He swallows, raising his hand to a plate. He feels like a cadet before his final test in an ancient dome, when it was just him and Connor. His heart racing in fear. He presses his hand to the plate, sending a charge through it — ‘Fluid’, Roy calls it. Feels with a start the brush of Mel’s charge, potent from being always so tightly condensed.

The door opens heavy, slow, as though reluctant to open the—

Sean steps back, again, again — nearly falls.

He listened to them talking about it (Zachariah’s voice even but hands shaking in rage; Alan silent and very pale). But it did nothing to prepare him for it.

There is a metallic reek in the air, sharp, slicing into the nose and brain — floating above the heavy reek of fried meat. It _shouldn’t_ be here, it’s been so long! But air doesn’t flow, the fighting must have ruined ventilation, and it was sealed, and...

“What a waste.” Roy’s voice echoes. It shouldn’t be, the acoustics should be ruined — and yet it does, because it’s Roy, the Conduit, whatever the fuck that even means, and Sean hates him for it, for coming here as a stranger, and passing judgment, and...

_No_. Sean forces himself to think this word. _No_.

Sean wonders what would have been if they had grown together, helped each other through—

Abundance would have swallowed Roy whole.

But as much as he wished they’d grown up together (a selfish wish, because Sean wasn’t alone), Sean puts it aside as frivolous. Abundance would have swallowed Roy up without chewing, destroyed his mind and body.

They would have loved him. They would have given him a place to belong...

And then Abundance would have swallowed him whole.

Roy throws his head back, looking up at the lights in the high ceiling. “Still have some charge left... It will be enough.”

Sean doesn’t know why his fathers asked Roy for this. Nobody would agree to come here — it is un-normal now. And Roy is, too. But he is also — was, is, however he defines it — a monk, a priest. A legend. He can consign this place to stories instead of raw wounds.

“Mel is the one who usually rages,” Roy notes — without malice.

Sean swallows. “I’m not... raging.”

“I think you are. I think you hate me. It’s alright. I’m used to your anger and your hate.”

Sean glances at Mel — whose face is unreadable now — and before Sean can tumble into guilt or find some words that would drip with acid, Roy taps the staff. It makes a strange noise, ringing like theirs, but differently. Melodious. Roy lets go.
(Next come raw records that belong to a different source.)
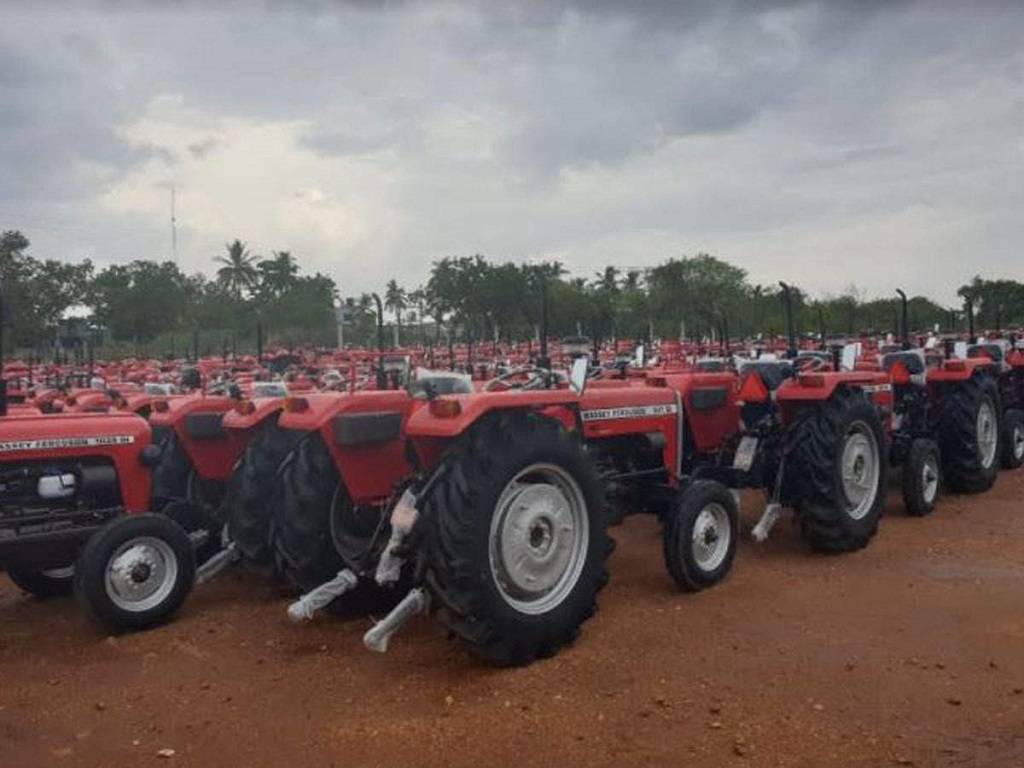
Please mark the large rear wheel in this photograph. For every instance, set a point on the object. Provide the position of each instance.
(519, 541)
(969, 433)
(254, 491)
(1013, 438)
(301, 528)
(835, 475)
The staff remains upright, swaying slightly, like a pendulum. Right. Left. Right. Half-seconds.

“You know,” Roy says, his voice even, “I could have told your fathers, your elders, that I’m done with being treated like a monk or a priest by those who don’t even know what that means. Being asked to perform like a trained mole: dance your dances, Roy. Being seen as a solution to all of the world’s woes.” His voice has risen, ringing in the walls themselves. “But I was taught to do kindness nonetheless, no matter what, even when I don’t feel kind. I was taught that, when anger rises in me, to look at others as though at children. I wouldn’t strike at a child, would I? Wouldn’t yell at a child. But I never wanted children. Probably because of that.”

Left. Right. Left.

Melvin steps forward, ever the brave one. “You don’t have to do this, Roy.”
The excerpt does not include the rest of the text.